The term quantum mechanics (QM) generally refers to a mathematical formulation of quantum theory. It often describes and predicts the movement and behavior of particles at the atomic and subatomic levels. These include particles such as atoms, electrons, protons, and photons. According to QM, the behavior and movement of particles at these microscopic levels are counter-intuitive, radically differing from anything observed in everyday life. This requires a theory like quantum mechanics in order to better explain this different world.
In the macroscopic world, there usually are two types of phenomenon that are classified by scientists: particles and waves. Particles can be thought of as being localized, transporting mass and energy in their movements. Waves are a type of phenomenon that never is localized and has no mass, but nevertheless carries energy. The micro-world particles that are examined in quantum mechanics are different from those of the macro-world, because in certain situations, particles may act like waves, while conversely, waves may act like particles. According to QM, this would mean that on the quantum level an apple could behave like a wave, while a wave could behave like an apple.
Quantum mechanics uses the quantum unit to roughly assign and measure quantities of the physical properties of these particles. Particles generally are measured by considering the wave function recorded at the time of the measurement. Yet because particles may behave like waves, the simultaneous location or velocity of a particle can never completely be determined.
This apparent conundrum is known as Heisenburg’s uncertainty principle, which in other words states that position and momentum cannot be exactly measured simultaneously. This is not entirely because there are any limitations in measuring equipment or ability, but because this uncertainty is believed to be inherent to the particles themselves. Quantum mechanics therefore is a mathematical theory that tries to calculate probabilities according to the wave function.

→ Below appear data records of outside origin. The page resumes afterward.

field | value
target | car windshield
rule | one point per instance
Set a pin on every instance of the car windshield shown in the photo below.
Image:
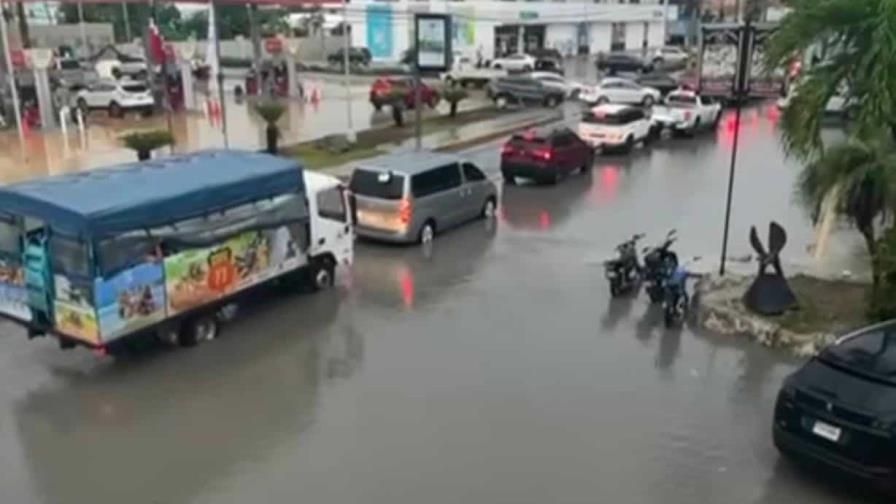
(872, 354)
(377, 184)
(681, 101)
(603, 118)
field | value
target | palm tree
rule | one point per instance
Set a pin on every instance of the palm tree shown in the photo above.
(857, 52)
(144, 142)
(271, 112)
(859, 177)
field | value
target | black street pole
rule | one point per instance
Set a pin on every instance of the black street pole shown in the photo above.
(740, 90)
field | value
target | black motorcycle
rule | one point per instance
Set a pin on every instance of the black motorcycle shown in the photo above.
(659, 264)
(624, 272)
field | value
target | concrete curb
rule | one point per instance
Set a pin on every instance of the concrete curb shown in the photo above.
(719, 309)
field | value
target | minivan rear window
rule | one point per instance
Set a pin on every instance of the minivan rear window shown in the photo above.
(377, 184)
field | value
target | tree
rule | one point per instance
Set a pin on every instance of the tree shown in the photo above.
(860, 178)
(271, 112)
(144, 142)
(859, 46)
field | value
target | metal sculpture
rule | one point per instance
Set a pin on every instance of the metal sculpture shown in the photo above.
(770, 293)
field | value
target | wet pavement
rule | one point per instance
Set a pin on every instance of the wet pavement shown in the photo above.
(494, 368)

Many scientists do not agree with the postulates of QM. Albert Einstein was a scientist who sometimes was critical of quantum theory, as it conflicted with his own theory. Thus, one of the biggest problems in contemporary physics is to create a theory that would unify the ideas of quantum mechanics with those of Einstein's general theory of relativity. Physicists such as Julian Barbour have proposed some innovative solutions to this problem, basically stating that if humans consider that time itself does not exist, there is no obstacle to unifying quantum mechanics and the theory of relativity.